Part 8 (2/2)
”Oh, well, I don't want to boast, you know, Max, 'cause I might happen to make a foozle out of it. I was only speaking of the hard-hitting qualities of this little double-barreled Marlin of mine, that's all.”
”Well, we must wait and see,” said Max. ”Perhaps you'll make good right in the start; and then, again, something might throw you down. The proof of the pudding's in the eating of it, they say.”
”Oh, I do hope we get a deer, even if it doesn't fall to my gun,” Steve continued to say. ”It'd be too bad now if we spent a whole two weeks up here with Trapper Jim and never tasted any game besides measly squirrel, rabbit, or maybe partridge, if they're still to be had.”
”You forget musquash,” added Max.
”Bah! I _wanted_ to forget it,” declared the other.
”Suppose we knock off talking for a while, Steve,” suggested Max. ”We're coming to one of the places he said we might find deer. And they've got pretty sharp ears, let me tell you right now.”
”But you said we were always hunting up against the wind, so our scent wouldn't be carried to the game,” Steve observed.
”That's true enough, Steve, but even then good deer hunters seldom talk above whispers when they expect to run across game. This is one of the times when we can apply that old maxim we used to write in our copy books at school.”
”Sure, I remember it well,” chuckled Steve, ”'speech may be silver, but silence is gold.' I'm dumb, Max.”

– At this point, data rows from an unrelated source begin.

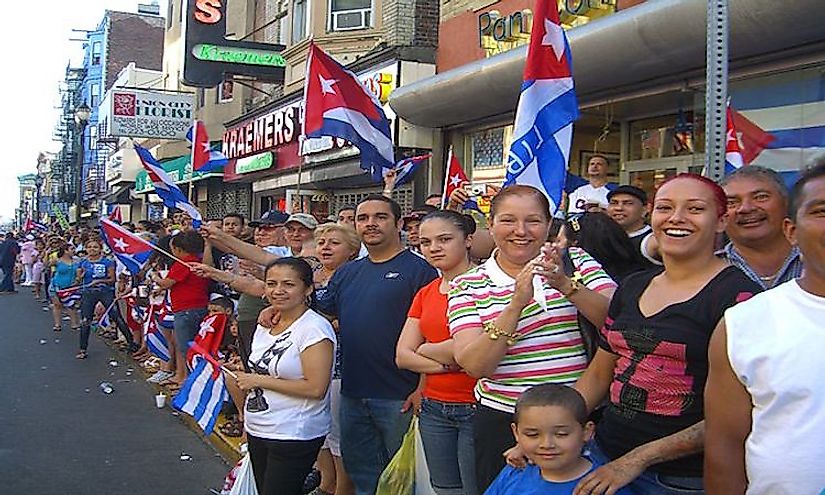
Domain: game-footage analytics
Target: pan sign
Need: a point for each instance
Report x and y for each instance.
(209, 57)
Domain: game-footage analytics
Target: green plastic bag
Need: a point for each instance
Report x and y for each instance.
(398, 477)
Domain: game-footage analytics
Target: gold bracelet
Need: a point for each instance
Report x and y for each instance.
(494, 332)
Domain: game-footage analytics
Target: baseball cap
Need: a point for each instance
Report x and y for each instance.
(272, 217)
(304, 219)
(631, 190)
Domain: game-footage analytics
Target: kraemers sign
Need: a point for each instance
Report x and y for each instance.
(148, 114)
(209, 57)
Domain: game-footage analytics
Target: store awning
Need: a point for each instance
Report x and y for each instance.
(657, 43)
(179, 170)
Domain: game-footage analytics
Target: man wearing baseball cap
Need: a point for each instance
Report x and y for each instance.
(300, 228)
(627, 206)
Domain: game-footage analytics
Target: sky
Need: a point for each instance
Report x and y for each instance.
(37, 50)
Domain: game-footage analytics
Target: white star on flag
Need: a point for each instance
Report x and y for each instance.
(553, 36)
(120, 244)
(326, 85)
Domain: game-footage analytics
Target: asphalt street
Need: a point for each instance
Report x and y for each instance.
(59, 434)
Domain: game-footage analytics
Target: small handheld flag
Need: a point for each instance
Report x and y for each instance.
(406, 169)
(165, 187)
(337, 104)
(130, 249)
(202, 394)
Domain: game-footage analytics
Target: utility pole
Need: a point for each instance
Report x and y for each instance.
(716, 89)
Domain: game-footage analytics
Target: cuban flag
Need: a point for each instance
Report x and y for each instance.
(32, 225)
(209, 337)
(204, 158)
(406, 169)
(164, 315)
(546, 110)
(733, 153)
(69, 297)
(130, 249)
(155, 340)
(203, 393)
(337, 104)
(165, 187)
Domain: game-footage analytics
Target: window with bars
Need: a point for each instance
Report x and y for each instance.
(487, 148)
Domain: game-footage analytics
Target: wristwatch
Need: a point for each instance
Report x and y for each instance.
(575, 286)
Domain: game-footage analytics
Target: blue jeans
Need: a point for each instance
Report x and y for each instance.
(447, 434)
(187, 324)
(650, 483)
(371, 433)
(89, 299)
(7, 285)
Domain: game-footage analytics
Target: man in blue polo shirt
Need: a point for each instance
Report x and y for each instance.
(371, 297)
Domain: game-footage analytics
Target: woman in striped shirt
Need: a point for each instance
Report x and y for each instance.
(514, 319)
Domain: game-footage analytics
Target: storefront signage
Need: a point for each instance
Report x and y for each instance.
(209, 57)
(247, 56)
(499, 32)
(148, 114)
(263, 133)
(254, 163)
(504, 28)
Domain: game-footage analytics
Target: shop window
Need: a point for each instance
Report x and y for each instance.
(94, 95)
(487, 148)
(97, 52)
(300, 17)
(224, 92)
(346, 15)
(662, 137)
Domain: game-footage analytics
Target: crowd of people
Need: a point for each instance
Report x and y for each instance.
(662, 345)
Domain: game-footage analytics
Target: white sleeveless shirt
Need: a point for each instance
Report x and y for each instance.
(776, 347)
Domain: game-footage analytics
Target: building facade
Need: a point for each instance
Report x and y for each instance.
(640, 83)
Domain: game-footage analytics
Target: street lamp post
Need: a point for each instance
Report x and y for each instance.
(38, 183)
(81, 118)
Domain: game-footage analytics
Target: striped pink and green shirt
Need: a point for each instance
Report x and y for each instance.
(550, 348)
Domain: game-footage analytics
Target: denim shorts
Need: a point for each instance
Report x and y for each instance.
(187, 324)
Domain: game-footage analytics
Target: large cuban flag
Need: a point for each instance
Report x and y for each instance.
(165, 187)
(337, 104)
(546, 110)
(781, 125)
(130, 249)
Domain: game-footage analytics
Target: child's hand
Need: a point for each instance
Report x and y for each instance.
(516, 458)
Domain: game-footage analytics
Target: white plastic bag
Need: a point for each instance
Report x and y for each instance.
(244, 482)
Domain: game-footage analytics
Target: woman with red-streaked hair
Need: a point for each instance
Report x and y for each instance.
(652, 363)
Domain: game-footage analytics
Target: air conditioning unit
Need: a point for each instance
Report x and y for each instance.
(347, 20)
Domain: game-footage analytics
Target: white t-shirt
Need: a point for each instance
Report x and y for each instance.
(278, 416)
(587, 194)
(776, 341)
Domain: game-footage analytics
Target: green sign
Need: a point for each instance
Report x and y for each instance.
(254, 163)
(232, 55)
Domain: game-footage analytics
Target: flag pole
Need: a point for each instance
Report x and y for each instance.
(192, 158)
(444, 199)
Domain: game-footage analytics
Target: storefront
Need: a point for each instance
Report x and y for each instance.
(640, 86)
(320, 175)
(180, 171)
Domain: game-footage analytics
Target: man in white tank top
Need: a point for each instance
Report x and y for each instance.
(765, 395)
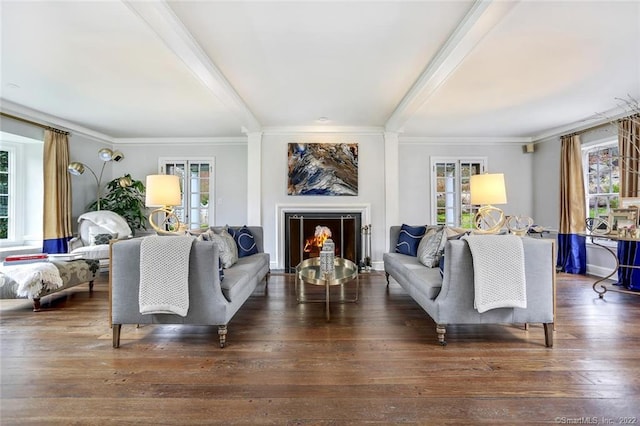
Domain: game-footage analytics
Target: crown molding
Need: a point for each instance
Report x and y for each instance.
(51, 121)
(453, 140)
(232, 140)
(294, 130)
(483, 16)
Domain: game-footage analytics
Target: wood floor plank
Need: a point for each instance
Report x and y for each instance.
(376, 362)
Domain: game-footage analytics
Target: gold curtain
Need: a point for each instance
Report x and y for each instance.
(572, 198)
(57, 192)
(629, 146)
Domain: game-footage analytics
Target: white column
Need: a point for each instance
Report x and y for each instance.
(391, 184)
(254, 178)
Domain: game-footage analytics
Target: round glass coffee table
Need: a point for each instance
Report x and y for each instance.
(308, 271)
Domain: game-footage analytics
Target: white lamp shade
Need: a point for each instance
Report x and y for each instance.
(488, 189)
(162, 190)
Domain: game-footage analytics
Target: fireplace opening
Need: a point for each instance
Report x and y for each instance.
(306, 232)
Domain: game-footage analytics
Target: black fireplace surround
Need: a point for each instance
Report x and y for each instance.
(300, 230)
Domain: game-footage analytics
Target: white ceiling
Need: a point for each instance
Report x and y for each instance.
(441, 69)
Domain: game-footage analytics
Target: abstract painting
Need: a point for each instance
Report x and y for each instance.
(323, 169)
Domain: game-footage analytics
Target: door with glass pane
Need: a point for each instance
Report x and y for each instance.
(196, 186)
(451, 188)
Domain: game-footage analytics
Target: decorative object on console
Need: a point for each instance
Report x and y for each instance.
(323, 169)
(597, 226)
(163, 191)
(105, 154)
(327, 257)
(487, 189)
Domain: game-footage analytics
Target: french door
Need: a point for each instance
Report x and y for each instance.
(196, 210)
(451, 179)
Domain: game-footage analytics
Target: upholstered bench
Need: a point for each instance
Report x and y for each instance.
(72, 273)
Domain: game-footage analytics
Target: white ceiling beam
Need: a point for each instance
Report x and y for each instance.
(483, 16)
(164, 22)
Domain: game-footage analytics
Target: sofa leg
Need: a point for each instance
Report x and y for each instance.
(441, 330)
(116, 334)
(222, 332)
(548, 334)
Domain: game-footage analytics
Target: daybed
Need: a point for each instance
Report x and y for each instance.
(448, 296)
(211, 301)
(70, 274)
(95, 230)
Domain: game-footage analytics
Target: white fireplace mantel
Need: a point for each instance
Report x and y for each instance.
(281, 209)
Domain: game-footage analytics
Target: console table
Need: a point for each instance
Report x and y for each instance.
(599, 286)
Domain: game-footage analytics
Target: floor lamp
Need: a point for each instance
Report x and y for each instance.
(77, 168)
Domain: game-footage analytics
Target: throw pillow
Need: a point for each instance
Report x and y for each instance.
(94, 231)
(226, 246)
(244, 240)
(409, 239)
(101, 239)
(429, 249)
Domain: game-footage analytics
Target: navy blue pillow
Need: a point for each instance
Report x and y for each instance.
(409, 239)
(245, 241)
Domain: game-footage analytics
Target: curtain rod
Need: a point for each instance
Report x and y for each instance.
(24, 120)
(616, 122)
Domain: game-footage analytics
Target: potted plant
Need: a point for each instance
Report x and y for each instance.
(125, 196)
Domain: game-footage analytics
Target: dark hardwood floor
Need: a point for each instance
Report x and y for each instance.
(376, 362)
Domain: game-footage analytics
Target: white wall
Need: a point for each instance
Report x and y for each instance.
(230, 162)
(34, 190)
(415, 175)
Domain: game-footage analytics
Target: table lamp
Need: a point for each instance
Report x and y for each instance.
(488, 189)
(163, 191)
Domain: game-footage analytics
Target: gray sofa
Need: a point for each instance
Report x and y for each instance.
(449, 298)
(211, 302)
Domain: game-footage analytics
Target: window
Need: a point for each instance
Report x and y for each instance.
(451, 192)
(196, 183)
(5, 192)
(602, 177)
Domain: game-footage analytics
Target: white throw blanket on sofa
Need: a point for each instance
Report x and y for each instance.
(32, 278)
(498, 271)
(164, 275)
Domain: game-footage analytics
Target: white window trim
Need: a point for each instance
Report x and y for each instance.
(15, 231)
(585, 148)
(484, 162)
(162, 161)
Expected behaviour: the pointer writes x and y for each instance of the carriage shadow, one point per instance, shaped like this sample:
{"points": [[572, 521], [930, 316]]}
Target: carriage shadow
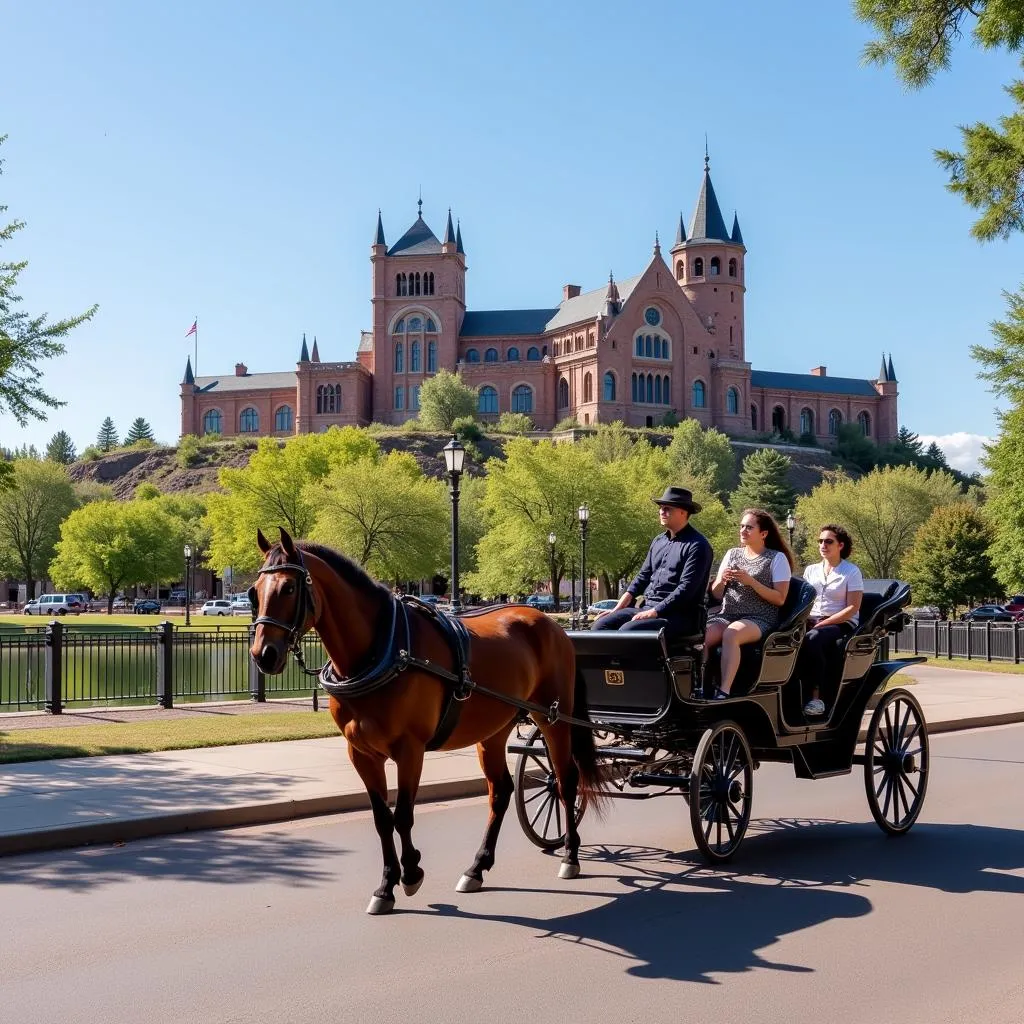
{"points": [[679, 920]]}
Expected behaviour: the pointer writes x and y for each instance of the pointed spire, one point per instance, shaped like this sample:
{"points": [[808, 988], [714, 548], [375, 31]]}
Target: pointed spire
{"points": [[736, 236]]}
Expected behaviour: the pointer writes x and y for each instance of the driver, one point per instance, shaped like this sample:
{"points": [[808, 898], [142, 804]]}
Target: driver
{"points": [[674, 577]]}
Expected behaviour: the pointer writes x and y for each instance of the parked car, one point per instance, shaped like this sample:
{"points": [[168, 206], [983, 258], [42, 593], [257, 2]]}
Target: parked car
{"points": [[55, 604], [219, 606]]}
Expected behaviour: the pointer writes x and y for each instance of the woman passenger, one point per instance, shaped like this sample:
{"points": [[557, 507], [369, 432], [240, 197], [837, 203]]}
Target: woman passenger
{"points": [[752, 583]]}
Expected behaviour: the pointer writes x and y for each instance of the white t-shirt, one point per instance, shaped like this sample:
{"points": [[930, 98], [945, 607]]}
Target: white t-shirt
{"points": [[834, 591]]}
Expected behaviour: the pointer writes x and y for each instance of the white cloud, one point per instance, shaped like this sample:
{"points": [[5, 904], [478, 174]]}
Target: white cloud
{"points": [[963, 451]]}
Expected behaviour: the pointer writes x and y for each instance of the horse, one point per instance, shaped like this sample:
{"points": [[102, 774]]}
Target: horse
{"points": [[393, 704]]}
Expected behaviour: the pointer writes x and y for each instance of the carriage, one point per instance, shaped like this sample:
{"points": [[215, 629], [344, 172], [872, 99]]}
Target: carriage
{"points": [[657, 734]]}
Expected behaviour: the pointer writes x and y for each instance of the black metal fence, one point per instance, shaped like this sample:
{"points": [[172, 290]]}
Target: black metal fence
{"points": [[981, 641], [55, 667]]}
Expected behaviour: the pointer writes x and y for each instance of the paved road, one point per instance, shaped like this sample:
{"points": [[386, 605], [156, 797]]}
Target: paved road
{"points": [[820, 918]]}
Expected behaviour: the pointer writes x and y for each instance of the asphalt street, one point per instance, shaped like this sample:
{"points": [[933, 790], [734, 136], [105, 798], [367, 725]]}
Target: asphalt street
{"points": [[819, 916]]}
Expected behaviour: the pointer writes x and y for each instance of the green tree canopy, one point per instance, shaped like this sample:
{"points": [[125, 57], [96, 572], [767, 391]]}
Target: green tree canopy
{"points": [[948, 564], [444, 398]]}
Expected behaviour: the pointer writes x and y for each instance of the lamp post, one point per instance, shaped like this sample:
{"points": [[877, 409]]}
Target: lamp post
{"points": [[584, 584], [551, 549], [455, 460], [187, 583]]}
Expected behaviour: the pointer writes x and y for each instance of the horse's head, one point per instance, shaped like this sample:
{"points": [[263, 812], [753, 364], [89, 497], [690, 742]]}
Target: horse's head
{"points": [[283, 603]]}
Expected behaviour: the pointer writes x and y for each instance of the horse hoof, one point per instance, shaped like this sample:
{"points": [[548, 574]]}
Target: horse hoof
{"points": [[378, 905]]}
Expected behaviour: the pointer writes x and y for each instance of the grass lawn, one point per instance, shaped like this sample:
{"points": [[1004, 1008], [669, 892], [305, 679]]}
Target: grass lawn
{"points": [[177, 734]]}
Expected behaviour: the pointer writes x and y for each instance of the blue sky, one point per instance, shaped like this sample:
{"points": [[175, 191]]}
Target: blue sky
{"points": [[227, 160]]}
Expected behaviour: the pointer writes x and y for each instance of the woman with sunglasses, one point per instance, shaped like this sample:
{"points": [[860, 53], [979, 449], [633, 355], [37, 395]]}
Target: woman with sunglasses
{"points": [[836, 612], [752, 584]]}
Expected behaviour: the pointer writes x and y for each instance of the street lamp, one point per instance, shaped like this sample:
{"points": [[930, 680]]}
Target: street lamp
{"points": [[584, 583], [551, 548], [187, 582], [455, 460]]}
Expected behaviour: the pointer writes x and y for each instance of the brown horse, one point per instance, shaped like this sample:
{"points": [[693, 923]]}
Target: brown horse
{"points": [[515, 651]]}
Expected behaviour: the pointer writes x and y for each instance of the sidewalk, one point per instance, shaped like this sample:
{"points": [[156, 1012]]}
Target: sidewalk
{"points": [[78, 801]]}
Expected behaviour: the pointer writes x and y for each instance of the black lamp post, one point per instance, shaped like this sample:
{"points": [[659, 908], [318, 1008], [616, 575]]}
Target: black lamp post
{"points": [[551, 548], [187, 583], [455, 460], [584, 583]]}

And for a wonder, not another word did Steve utter for over half an hour.
As he was usually such a talkative fellow, this keeping still must have been in the line of great punishment to Steve.
But, then, there are times when the sporting instinct sways all else. And Steve understood that still hunting deer meant a padlock on the lips.
After all, disappointment awaited them.
They put in a solid hour looking over all the territory first mentioned by Trapper Jim, but without starting a single deer.
”They've been around,” Max finally observed, ”and not long ago either, because you can see the tracks as fresh as anything; but it must have been yesterday, because they're not here now.”
”Looky!” exclaimed Steve, ”here's where a five-p.r.o.nged buck must 'a'
rubbed himself against this tree, because there's a big bunch of red hair sticking to the rough bark. Glory! Wouldn't I like to have been about over there by the log when he was doing it. Oh, such a shot!”
”You could hardly have missed him from there,” laughed Max.
”What next?” asked the disappointed one.
”The sun's getting up pretty near the top of its range. That means it's near noon time,” remarked Max.
”And time for grub, eh?” cried Steve. ”Well, I won't be sorry, believe me, for several reasons. First place, I'm hungry as all get-out. Then, again, I'm tired of toting all this stuff around. Say when, Max.”
”Oh, we'll keep on for half an hour more till we come to a stream where we can get a drink. Then in the afternoon we'll circle around some, so as to reach the other promising section Jim told us about. Come on, Steve.”
Nothing rewarded their search; and chancing upon a gurgling creek about the end of the half hour, the two boys found a log to sit down upon.
After eating they rested for quite a spell.
Finally Steve could stand it no longer, but urged his companion to ”get a move on him.” So once again the two hunters walked on.